Concluons qu'au point de vue psychologique, c'est par l'idée du temps que nous disposons du temps et semblons le «suspendre», ce n'est pas par une sorte de miracle mécanique, comme celui que quelques philosophes ont proposé. L'idée permet d'asservir le mécanisme, mais comme Bacon veut que nous asservissions la nature: parendo. Pour produire un effet mécanique sans une action mécanique, nous avons vu qu'il faudrait produire cet effet sans y penser, sans se le représenter dans sa pensée, et conséquemment sans l'avoir déjà commencé par cette pensée. Nous ne pourrions échapper tout à fait au mécanisme que par une idée qui n'aurait absolument plus rien ni de mécanique ni de sensible, une νοησις ανευ φαντασιας, une pensée sans manifestation cérébrale, comme celle que s'attribuent un peu généreusement les spiritualistes. Du moins y a-t-il des idées qui se rapprochent de ce pur idéal, sans l'atteindre, et parmi lesquelles nous placerions volontiers l'idée de l'éternité. C'est en agissant sous l'influence de ces idées que nous tendons le plus directement vers notre idéal de liberté. L'idée de ce qui serait hors du temps agit alors dans le temps même. De là encore une théorie synthétique, où peuvent se rencontrer les adorateurs du temps et les adorateurs de l'éternité.

 

Il résulte des considérations qui précèdent que, loin d'exclure la réaction de l'idée sur le fait à venir, le déterminisme tel que nous l'avons rectifié présuppose cette réaction. Et il faut la concevoir comme capable d'une énergie et d'une flexibilité dont les bornes nous sont inconnues. Le possible et le probable ont beau n'être au fond que des idées, auxquelles répondent primitivement dans les objets des rapports réels et certains, ces idées réagissent secondairement sur la nécessité aveugle. L'idéale indétermination de l'avenir pénètre dans le déterminisme même sous cette forme d'idée, et d'idée directrice.

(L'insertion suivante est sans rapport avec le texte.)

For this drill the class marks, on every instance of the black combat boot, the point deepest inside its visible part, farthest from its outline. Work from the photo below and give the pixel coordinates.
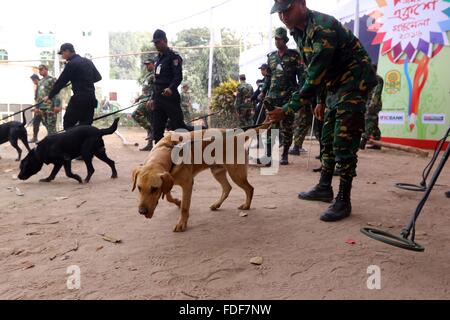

Est-ce là une indétermination absolue? – «Si nous pouvions tenir compte de tout ce qui agit dans l'âme d'un homme, disait Kant, nous pourrions calculer sa conduite future.» On a essayé, dans cette question, de retourner contre Kant le principe même dont il est parti, à savoir que les phénomènes, ou cela seul qui est objet de représentation, tombent sous le déterminisme. Et qu'est-ce qui est objet de représentation? Des faits; or, selon certains néo-kantiens ou criticistes, les faits ne peuvent être que ce qui est accompli déjà; le passé, selon eux, est donc seul soumis aux lois nécessaires. Il serait contradictoire, ajoutent-ils, de nous dire que l'avenir peut nous être représenté et plus évidemment encore de dire qu'il peut nous être présenté: – «Cet avenir prétendu n'est qu'un passé décoré du nom de futur. L'avenir ne peut donc être déterminé137.» – Dans ce passé, a-t-on dit encore, qui a été et qui est, avec le présent, la seule réalité achevée ou s'achevant, il y a sans doute une nécessité; «mais le futur est encore dans le néant; on ne peut pas dire qu'il soit nécessité, car il n'est pas138.» Nous ne saurions admettre ce raisonnement. Le déterminisme ne porte pas seulement sur les phénomènes et sur les faits accomplis, mais sur leurs lois de succession. Or, si le phénomène est passé, la loi peut et doit être toujours présente. Ce n'est donc pas seulement «le passé qui est soumis aux lois nécessaires»; par cela même que nous concevons des lois et encore mieux des lois nécessaires, ces lois sont indépendantes du temps et des termes mêmes qu'elles relient. Donc encore, si nous nous représentons ou présentons l'avenir, ce n'est pas seulement en nous représentant des phénomènes passés, mais en concevant des rapports présents et futurs; il n'y a là rien de contradictoire. L'avenir n'est pas un simple passé décoré du nom de futur: c'est le passé, plus une loi qui est toujours actuelle. Donc enfin «l'avenir peut être déterminé». – D'ailleurs, l'argument qu'on vient de lire prouverait trop et s'appliquerait même aux lois physiques et astronomiques; on ne pourrait plus prédire une éclipse, pour cette raison qu'elle est un passé décoré du nom de futur ou qu'une éclipse à venir ne peut être nécessitée puisqu'elle n'est pas. La vraie question n'est point de savoir si les phénomènes futurs peuvent être présents, mais si leur loi et leurs conditions ou causes peuvent être présentes et relier les divers moments de la durée.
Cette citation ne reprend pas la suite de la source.